Disk Performance

Disks were a performance bottleneck.

It was a bit a surprise to me, but after actually having monitored the performance of a few sessions now with a decent (~15) number of pilots I've found that disks are the performance bottleneck rather than CPU or memory. In the sim we experienced some pauses / desyncing, but the corresponding observed performance was a sudden increase in disk activity with a corresponding dip in network activity. How I interpreted this is the sim decided it needed some data from disk and wasn't prepared to continue until it had retrieved the data it needed.

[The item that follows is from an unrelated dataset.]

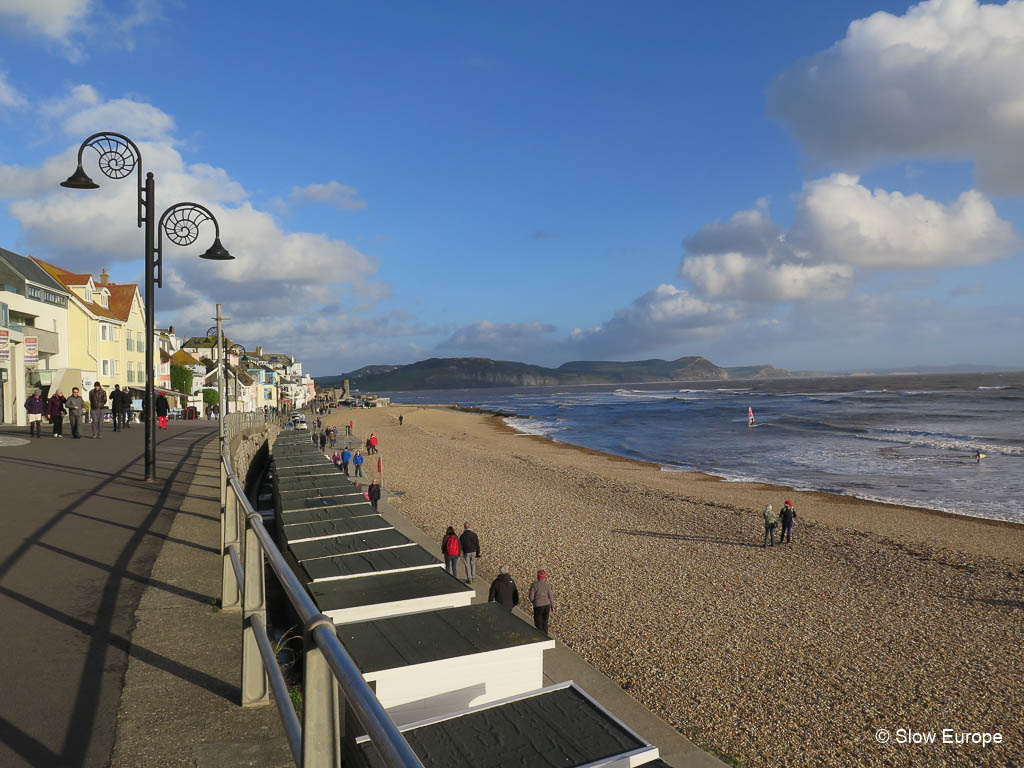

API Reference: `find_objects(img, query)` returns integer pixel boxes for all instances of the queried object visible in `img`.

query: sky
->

This fits with the reality of cloud computing in that disks are typically made available as logical network drives as opposed to directly attached phsyical disks. Whilst throughput isnt't an issue, network disks can't compete with directly attached disks for latency simply because the signal has less distance to travel. Also the way AWS Elastic Block Store (EBS) works when its (lazily) provisoined from a snapshot means that its latency will be higher for the first reads from each section of the disk. It's this disk io latency that I think is the cause of pasues and stutters to date. The good news though is that directly attached storge is available, though that comes with its own challanges.

The main challenge with attached disks is that they need to be fully recreated each time a new instance is started. Since an installation of DCS standalone is ~50G, this costs time, so the tradeoff becomes a longer startup for a smoother running mission. With some work though I think I can keep the startup time managable. This also means that I'll stop offering the smaller instance types that dont come with attached disks.